Leo Mchold owns a small personal textile company. Having been around the textile industry for decades, he sees big changes happening.
“This new generation is very open-minded and I think it plays into why crochet is so popular nowadays,” says Mchold. “It is a unique art that can be worn in many different ways […] whether it be comfort or as a statement piece. I say this because crochet is really a variation of knitting that has come back and been popularised by the younger generation. The pieces that I see and would handle first-hand are all bought and sold by people under thirty.”
Mchold has coached a few people in his social circle on how to crochet.

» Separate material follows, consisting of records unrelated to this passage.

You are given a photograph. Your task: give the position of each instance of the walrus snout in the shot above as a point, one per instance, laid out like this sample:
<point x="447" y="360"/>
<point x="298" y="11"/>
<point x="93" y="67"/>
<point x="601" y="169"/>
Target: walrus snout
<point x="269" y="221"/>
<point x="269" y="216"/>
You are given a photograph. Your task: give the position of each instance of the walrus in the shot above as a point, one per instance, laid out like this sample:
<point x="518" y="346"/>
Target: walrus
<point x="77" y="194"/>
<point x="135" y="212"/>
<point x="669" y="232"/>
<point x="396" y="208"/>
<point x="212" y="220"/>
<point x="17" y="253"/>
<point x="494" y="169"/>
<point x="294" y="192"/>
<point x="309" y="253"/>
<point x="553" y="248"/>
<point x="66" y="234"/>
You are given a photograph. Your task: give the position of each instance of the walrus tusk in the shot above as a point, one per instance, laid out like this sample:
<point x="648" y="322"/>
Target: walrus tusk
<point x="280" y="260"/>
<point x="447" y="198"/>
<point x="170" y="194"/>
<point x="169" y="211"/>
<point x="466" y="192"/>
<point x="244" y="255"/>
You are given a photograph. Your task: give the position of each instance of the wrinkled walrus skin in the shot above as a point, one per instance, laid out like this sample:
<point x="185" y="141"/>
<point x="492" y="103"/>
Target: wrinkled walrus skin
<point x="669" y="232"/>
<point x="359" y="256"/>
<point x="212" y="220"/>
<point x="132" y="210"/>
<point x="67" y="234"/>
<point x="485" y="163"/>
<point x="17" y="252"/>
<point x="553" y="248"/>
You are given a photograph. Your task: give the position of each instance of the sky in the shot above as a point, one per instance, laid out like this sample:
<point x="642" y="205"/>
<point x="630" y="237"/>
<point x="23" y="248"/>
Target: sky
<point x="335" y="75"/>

He says he believes Montreal’s artistic environment helps every crochet artist expand their network, making the movement even bigger in the multicultural city. When asked about his experiences, he said the following.
“[Montreal] has always been appreciative of the arts. I mean, look, we have ‘Just for Laughs’, we have a huge theatre and fashion industry. It’s really no surprise crochet has taken off the way it has.”
To Mchold, it was just a matter of time before crochet blew up.
To Melanie Loubert, it was a matter of how. Loubert co-founded Vetements Mamé, a company that sells various crochet/knit pieces and collections. She too picked up the single needle-hook as a hobby during the height of the pandemic, but took it a step further when starting her own company.
Unlike many of the popular independent crochet and knit Instagram pages, Loubert wanted to create a label, with an entire business model that includes branding, marketing and collection releases.
From a small side hustle to an entire company, Loubert transitioned from making approximate guesses to price crochet pieces, to having people make statistical calculations about pricing and sales.
“At first, yes, it was like a little hobby. But now we’re actually putting a lot of time into this and it’s actually becoming a bigger business. We have people working for us so it’s important that we calculate everything and think about our predictions for up to the next five years,” says Loubert.
For Loubert, Montreal was the dream city to start a crochet business in. The crochet scene is huge in the city, allowing Vetement Mamé to reach a wider demographic of people.
“It’s Montreal all the way. I could say I would love to be in New York, but if I was in New York or in London which are already really big fashion cities, how can you make a name for yourself when everyone else is trying to?” explains Loubert. “We’ve started a year and a half ago and people in the city are already calling us for big festivals, and people are borrowing our clothes for photoshoots for Little Burgundy and Aldo.”
Loubert is confident the trend of crochet is here to stay, especially in Montreal. And she plans to ride the upswing.